Volume-based, low-dose computed tomography (CT) screening reduced lung cancer mortality rates in former and current smokers, the Dutch-Belgian NELSON* trial has shown.
The study comprised 13,195 men (primary analysis) and 2,594 women (subanalysis). Participants were randomized 1:1 to undergo CT screening at baseline and at 1, 3, and 5.5 years, or no screening. More than half of the men were current smokers (55 percent), with a median smoking history of 38 pack-years. [N Engl J Med 2020;382:503-513]
In the primary analysis, at 10 years, despite the higher cumulative incidence of lung cancer among screened vs nonscreened participants (5.58 vs 4.91 cases/1,000 person-years (PY); rate ratio [RR], 1.14, 95 percent confidence interval [CI], 0.97–1.33), mortality rate was significantly lower (2.5 vs 3.30 deaths/1,000 PY), resulting in a cumulative RR of 0.76 (95 percent CI, 0.61–0.94; p=0.01).
“[These findings] showed that volume CT lung cancer screening, with low rates of follow up procedures for test results suggestive of lung cancer, resulted in substantially lower lung cancer mortality than no screening among high-risk persons,” said the researchers. This underscores the potential of volume CT screening to slash false positive tests and unnecessary workups without jeopardizing favourable outcomes, they added.
Weighing the risks, benefits
The 90-percent adherence rate to CT screening signals a high level of conscientiousness among participants, noted the researchers. “In the future, improvement in screening selection … will probably result in a more favourable trade-off between harms and benefits of CT lung cancer screening.” [Lancet Respir Med 2016;4:749-761;
Lancet Oncol 2016;17:590-599; ESMO Open 2019;4:e000577]
“[Furthermore,] volume CT screening has led to a substantial shift to lower-stage cancers at the time of diagnosis, as well as to more frequent eligibility for curative treatment. [Given the] modest differences … between participants and eligible nonrespondents, we expect the results to be highly generalizable,” they added.
Greater benefit in women?
While the trial focused on men, the impact of volume CT screening on lung cancer mortality was consistently more favourable across the 10-year follow up period in the subgroup of women (RR ranging between 0.41 and 0.67). “[These] suggest greater benefits in women than in men,” said the researchers. However, this requires further exploration as the number of participants was relatively low, they added.
There have been concerns regarding overdiagnosis in lung cancer screening, noted the researchers. The excess of 40 cases in the screening vs the no-screening arm 10 years following randomization (344 vs 304 cases) suggests an excess-incidence overdiagnosis rate of 19.7 percent for screening-detected cases. However, this dropped to 18 cases at 11 years post-randomization, yielding an excess-incidence overdiagnosis rate of 8.9 percent.

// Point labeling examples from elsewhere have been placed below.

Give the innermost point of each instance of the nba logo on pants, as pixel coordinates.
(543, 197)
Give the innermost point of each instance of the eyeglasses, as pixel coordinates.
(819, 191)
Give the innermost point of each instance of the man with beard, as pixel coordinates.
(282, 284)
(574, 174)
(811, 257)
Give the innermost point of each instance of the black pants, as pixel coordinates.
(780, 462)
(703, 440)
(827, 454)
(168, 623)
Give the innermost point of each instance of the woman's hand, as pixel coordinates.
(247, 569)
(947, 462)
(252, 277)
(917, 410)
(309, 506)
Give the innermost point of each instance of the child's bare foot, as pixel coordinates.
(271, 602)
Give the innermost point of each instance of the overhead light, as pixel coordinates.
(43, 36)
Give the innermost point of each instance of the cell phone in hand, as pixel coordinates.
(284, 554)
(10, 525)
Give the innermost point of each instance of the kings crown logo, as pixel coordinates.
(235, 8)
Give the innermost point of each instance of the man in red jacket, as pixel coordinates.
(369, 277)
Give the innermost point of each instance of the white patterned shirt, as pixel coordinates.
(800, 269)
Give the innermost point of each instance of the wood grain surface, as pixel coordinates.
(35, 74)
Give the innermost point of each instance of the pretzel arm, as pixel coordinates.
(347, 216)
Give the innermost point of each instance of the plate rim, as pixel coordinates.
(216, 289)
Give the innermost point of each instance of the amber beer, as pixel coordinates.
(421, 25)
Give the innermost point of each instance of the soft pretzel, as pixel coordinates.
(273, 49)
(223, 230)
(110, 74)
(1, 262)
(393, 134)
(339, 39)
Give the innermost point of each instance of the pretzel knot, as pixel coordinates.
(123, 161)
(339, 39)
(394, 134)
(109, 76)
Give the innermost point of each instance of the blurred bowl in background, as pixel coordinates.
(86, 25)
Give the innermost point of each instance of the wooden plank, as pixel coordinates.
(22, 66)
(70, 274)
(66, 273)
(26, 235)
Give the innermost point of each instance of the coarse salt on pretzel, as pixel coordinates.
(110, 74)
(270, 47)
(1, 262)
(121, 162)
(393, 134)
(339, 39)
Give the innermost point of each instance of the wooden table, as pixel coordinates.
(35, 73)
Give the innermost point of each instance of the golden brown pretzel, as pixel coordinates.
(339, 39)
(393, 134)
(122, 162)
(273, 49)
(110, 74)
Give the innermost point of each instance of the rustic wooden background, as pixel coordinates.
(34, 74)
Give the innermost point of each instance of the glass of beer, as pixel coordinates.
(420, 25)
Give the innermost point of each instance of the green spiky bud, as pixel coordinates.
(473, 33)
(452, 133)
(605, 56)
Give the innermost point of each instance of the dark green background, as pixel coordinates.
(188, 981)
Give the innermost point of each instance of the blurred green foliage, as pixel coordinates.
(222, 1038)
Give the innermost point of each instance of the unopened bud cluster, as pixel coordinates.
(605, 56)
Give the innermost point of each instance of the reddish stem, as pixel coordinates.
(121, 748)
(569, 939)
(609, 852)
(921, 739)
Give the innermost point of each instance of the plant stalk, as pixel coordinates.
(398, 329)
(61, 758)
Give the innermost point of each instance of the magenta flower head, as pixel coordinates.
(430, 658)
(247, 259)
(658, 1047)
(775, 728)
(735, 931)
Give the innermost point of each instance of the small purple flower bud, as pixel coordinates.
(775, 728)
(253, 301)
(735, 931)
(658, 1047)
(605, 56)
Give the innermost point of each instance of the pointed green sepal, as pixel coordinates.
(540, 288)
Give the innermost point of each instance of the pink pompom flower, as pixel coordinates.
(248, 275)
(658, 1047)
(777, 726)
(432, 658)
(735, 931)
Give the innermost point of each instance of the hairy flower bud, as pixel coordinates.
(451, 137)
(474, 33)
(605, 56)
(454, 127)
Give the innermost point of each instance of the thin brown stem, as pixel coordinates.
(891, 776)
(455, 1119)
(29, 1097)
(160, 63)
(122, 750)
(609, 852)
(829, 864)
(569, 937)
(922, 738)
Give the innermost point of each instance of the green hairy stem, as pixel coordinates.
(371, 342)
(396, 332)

Evidence suggests that the lead time of CT screening may be 9–12 years for some cancers, implying that the appropriate estimation of overdiagnosis in the current study requires additional years of follow-up. [J Epidemiol Community Health 2015;69:1035-1039] “[As such,] an overdiagnosis rate of 8.9 percent for screening-detected cases may be considered as the upper limit of overdiagnosis in [our] trial. [Our] clinical management strategy … was highly restrictive with respect to invasive diagnosis and treatment of persistent subsolid nodules,” they added.